Karena itu, salah satu prinsip mendasar agar kehidupan kita bahagia adalah ‘rasa syukur.’
Tapi bagaimana
kita akan memahami rasa syukur jika kita dilahirkan dengan berbagai
ketidakberuntungan? Misalkan ada seorang yang terlahir dengan disabilitas tertentu.
Kondisi fisiknya yang serba terbatas membuatnya selalu membuthkan pertolongan
orang lain. Sementara keluarganya adalah golongan kurang mampu sehingga tidak ada
cukup uang untuk biaya pengobatannya. Jika kita berada pada kondisi semacam
ini, bagaimana cara kita untuk bersyukur?
Sebagian kita
mungkin bisa bersyukur karena terlahir dengan kemapanan tertentu. Semua
kebutuhan pokok dapat terpenuhi. Kita bisa bebas melakukan apa saja tanpa
terhambat disabilitas tertentu. Kita bisa bersekolah tinggi-tinggi tanpa harus
menghadapi stigma. Kita bisa makan teratur dengan asupan gizi yang baik. Hidup
kita terasa sangat layak dibandingkan dengan mereka yang bahkan untuk makan
sehari saja sulit.
Karena itu,
agama mengajarkan umatnya untuk ‘berbagi.’
Berbagi rezeki adalah sebuah manifestasi spiritualitas manusia dalam pergaulan
sosial. Bisa dikatakan, ibadah seseorang belum lengkap jika dirinya tidak
pernah bersedekah. Kesadaran untuk berbagi ini pula yang menjadi pembeda derajat
manusia dan binatang.
Perhatikan ayam
ketika diberi makan. Ayam-ayam itu saling berkelahi, berebut makanan. Ketika seekor
ayam mematuk makanan, makanan yang diperoleh dibawanya pergi menjauh dari
kejaran ayam lain yang berusaha merebutnya. Boleh jadi ayam-ayam itu makan
bersama, tapi tidak ada ayam yang dengan sukarela memberikan makanannya untuk
ayam lain. Pengecualian pada induk ayam yang memberi makan pada anak-anaknya. Di
luar itu, naluri binatang tidak mengenal konsep berbagi dengan sesamanya.
Dengan berbagi,
kita akan merasa kehidupan kita menjadi lebih berarti. Kita merasa bahagia ketika
apa yang kita berikan dapat bermanfaat bagi orang lain. Dengan berbagi, kita
menyadari bahwa ada banyak orang yang tidak seberuntung kita. Dari sanalah hati
kita akan lebih dekat dengan rasa syukur.
Bandingkan
dengan orang yang mementingkan dirinya sendiri. Segala usaha dilakukan hanya
demi kepentingan perutnya sendiri. Tak peduli meski usahanya menyengsarakan
orang lain. Prinsipnya, yang penting hidup saya enak. Yang penting duit saya
banyak. Yang penting saya yang selamat—peduli setan dengan orang-orang. Orang
semacam ini akan sulit meraih kedamaian dalam hidup. Alih-alih ia akan lebih rentan
terkena depresi, kegelisahan, kecemasan, dan ketakutan terhadap masa depannya
sendiri.
Banyak orang
yang terpaku pada tujuan dan ambisi pribadinya kemudian mengabaikan spiritualitasnya.

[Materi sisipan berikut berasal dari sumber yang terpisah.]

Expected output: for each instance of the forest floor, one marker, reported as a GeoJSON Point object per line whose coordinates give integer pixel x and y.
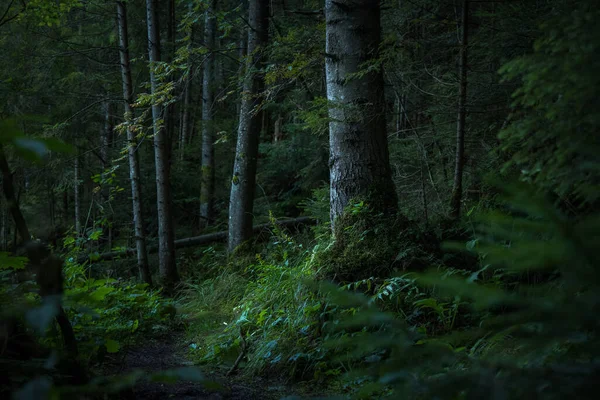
{"type": "Point", "coordinates": [170, 352]}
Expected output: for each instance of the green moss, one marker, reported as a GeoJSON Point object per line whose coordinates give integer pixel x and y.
{"type": "Point", "coordinates": [366, 244]}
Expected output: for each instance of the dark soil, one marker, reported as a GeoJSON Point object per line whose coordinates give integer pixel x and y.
{"type": "Point", "coordinates": [170, 352]}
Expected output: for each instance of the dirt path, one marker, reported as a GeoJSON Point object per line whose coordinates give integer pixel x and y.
{"type": "Point", "coordinates": [168, 353]}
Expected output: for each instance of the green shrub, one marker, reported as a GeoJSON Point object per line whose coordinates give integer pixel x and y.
{"type": "Point", "coordinates": [534, 339]}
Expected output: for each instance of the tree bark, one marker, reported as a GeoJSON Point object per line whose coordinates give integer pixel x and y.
{"type": "Point", "coordinates": [41, 275]}
{"type": "Point", "coordinates": [11, 199]}
{"type": "Point", "coordinates": [186, 114]}
{"type": "Point", "coordinates": [170, 53]}
{"type": "Point", "coordinates": [202, 240]}
{"type": "Point", "coordinates": [132, 146]}
{"type": "Point", "coordinates": [166, 237]}
{"type": "Point", "coordinates": [359, 158]}
{"type": "Point", "coordinates": [77, 197]}
{"type": "Point", "coordinates": [456, 199]}
{"type": "Point", "coordinates": [207, 189]}
{"type": "Point", "coordinates": [243, 183]}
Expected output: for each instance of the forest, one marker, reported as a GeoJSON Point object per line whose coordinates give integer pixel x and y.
{"type": "Point", "coordinates": [299, 199]}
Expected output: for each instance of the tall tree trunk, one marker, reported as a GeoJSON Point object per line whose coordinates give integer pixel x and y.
{"type": "Point", "coordinates": [46, 279]}
{"type": "Point", "coordinates": [462, 115]}
{"type": "Point", "coordinates": [132, 146]}
{"type": "Point", "coordinates": [77, 196]}
{"type": "Point", "coordinates": [105, 155]}
{"type": "Point", "coordinates": [166, 236]}
{"type": "Point", "coordinates": [11, 199]}
{"type": "Point", "coordinates": [3, 226]}
{"type": "Point", "coordinates": [243, 183]}
{"type": "Point", "coordinates": [359, 158]}
{"type": "Point", "coordinates": [242, 52]}
{"type": "Point", "coordinates": [170, 53]}
{"type": "Point", "coordinates": [186, 117]}
{"type": "Point", "coordinates": [207, 190]}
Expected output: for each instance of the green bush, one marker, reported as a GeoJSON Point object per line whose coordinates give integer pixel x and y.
{"type": "Point", "coordinates": [533, 339]}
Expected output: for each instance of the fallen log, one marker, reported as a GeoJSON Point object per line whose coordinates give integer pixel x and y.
{"type": "Point", "coordinates": [195, 240]}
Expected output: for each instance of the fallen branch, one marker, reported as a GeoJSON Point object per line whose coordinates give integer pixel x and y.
{"type": "Point", "coordinates": [198, 240]}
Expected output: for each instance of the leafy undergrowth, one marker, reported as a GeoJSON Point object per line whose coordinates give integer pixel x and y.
{"type": "Point", "coordinates": [106, 315]}
{"type": "Point", "coordinates": [518, 320]}
{"type": "Point", "coordinates": [269, 317]}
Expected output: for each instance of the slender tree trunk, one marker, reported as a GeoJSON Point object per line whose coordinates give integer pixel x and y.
{"type": "Point", "coordinates": [243, 183]}
{"type": "Point", "coordinates": [359, 158]}
{"type": "Point", "coordinates": [3, 226]}
{"type": "Point", "coordinates": [132, 147]}
{"type": "Point", "coordinates": [455, 201]}
{"type": "Point", "coordinates": [186, 116]}
{"type": "Point", "coordinates": [207, 190]}
{"type": "Point", "coordinates": [105, 155]}
{"type": "Point", "coordinates": [242, 52]}
{"type": "Point", "coordinates": [77, 197]}
{"type": "Point", "coordinates": [166, 236]}
{"type": "Point", "coordinates": [170, 109]}
{"type": "Point", "coordinates": [11, 200]}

Yang terjadi kemudian, orang-orang ini mengalami kegelisahan dan keresahan karena
hidupnya tak kunjung bahagia meski segala keinginannya sudah terpenuhi.
“Semua hal dalam hidup ini sudah kumiliki. Harta, uang, rumah, mobil, anak, jabatan, pangkat, hidup yang berkelimpahan, semua sudah kuperoleh, lalu apa selanjutnya?”
Pertanyaan
ini boleh jadi menggelisahkan mereka yang sering mengabaikan kondisi spiritualitasnya.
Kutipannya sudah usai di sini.